The battle to end Jim Crow segregation and secure all Americans’ constitutional protections started in the courts, spread to the streets, and finally entered Congress. After more than 80 years of brutal killings, mass killings, assassinations, embarrassments, exclusion, discriminatory treatment, protest movements, rallies, bans, legislators’ discussions and obstructionism, racist court rulings, racist police abuse, and the complete failure of all lawful rights and protections, the effort was impactful. In 11 American states, Jim Crow brought in a totalitarian, racist culture. African Americans who lived in those states went through a lot of hardship and frustration during that period. Many thousands of people died, and many more lost the idea of equality and justice. As it has been rightly said by the former President of the United States Barack Obama, “Change will not come if we wait for some other person or some other time. We are the ones we’ve been waiting for. We are the change that we seek.”
Frequently Asked Questions (FAQs)
What impact did Plessy v. Ferguson have on Jim Crow laws in the South?
On May 18, 1896, the US Supreme Court changed the course of history because on that date, the Court asserted state-imposed Jim Crow laws in its Plessy v. Ferguson “separate but equal” judgement. For the following fifty years, it served as the official justification for racial segregation in the United States.
How was the 14th Amendment a failure in protecting Black people?
The ability to exercise one’s rights in safety is a more limited understanding of civil rights.
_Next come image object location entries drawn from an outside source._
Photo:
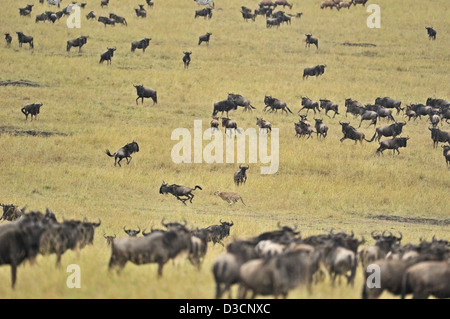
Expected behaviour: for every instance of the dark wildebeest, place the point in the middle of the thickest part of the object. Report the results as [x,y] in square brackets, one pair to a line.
[179,191]
[240,177]
[393,144]
[158,247]
[118,19]
[25,39]
[144,92]
[132,232]
[321,128]
[283,3]
[205,12]
[275,104]
[204,38]
[309,104]
[446,153]
[142,44]
[431,33]
[310,40]
[8,39]
[187,58]
[390,130]
[31,109]
[328,105]
[224,106]
[241,101]
[439,136]
[107,55]
[78,42]
[389,103]
[427,278]
[263,125]
[351,133]
[124,152]
[20,242]
[106,20]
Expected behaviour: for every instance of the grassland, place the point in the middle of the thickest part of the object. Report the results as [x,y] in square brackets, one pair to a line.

According to this concept, the Fourteenth Amendment’s reformers failed because, although giving African Americans the legal right to behave as full citizens, they were unable to do so without danger to their own lives and the lives of their families.
What was the difference between de facto and de jure segregation?
Legally speaking, racial segregation is defined as the division of societies into racial groups in accommodation, education, and other uses of public areas and civic life. It can either be sovereign from state actions, which means de jure or de facto, occurring due to natural preference or social circumstances. De jure segregation is regarded as unlawful in the US, necessitating a proactive solution. The state is not responsible for seeking recourse where segregation is recognized as de facto. Racial discrimination that is not required by law is known as “de facto segregation.” Individual preferences, biases, and social conventions are the causes. Despite the Civil Rights Act of 1964 ending de jure segregation, it still existed. Black people were still supposed to sit in the back of buses even after the practice was abolished. To make room for White people, they were instructed to stand by the edge of the road before catching buses. Establishments that were supposedly “separate but equal” were still functioning. African-American kids continued to experience harassment in US public schools due to White people’s continued support of de facto segregation.
- Leslie Tischauser, Jim Crow Laws, Greenwood, Landmarks of the American Mosaic (2012).
- Fremon David K, The Jim Crow Laws and Racism in United States History, Enslow Publishers (2014).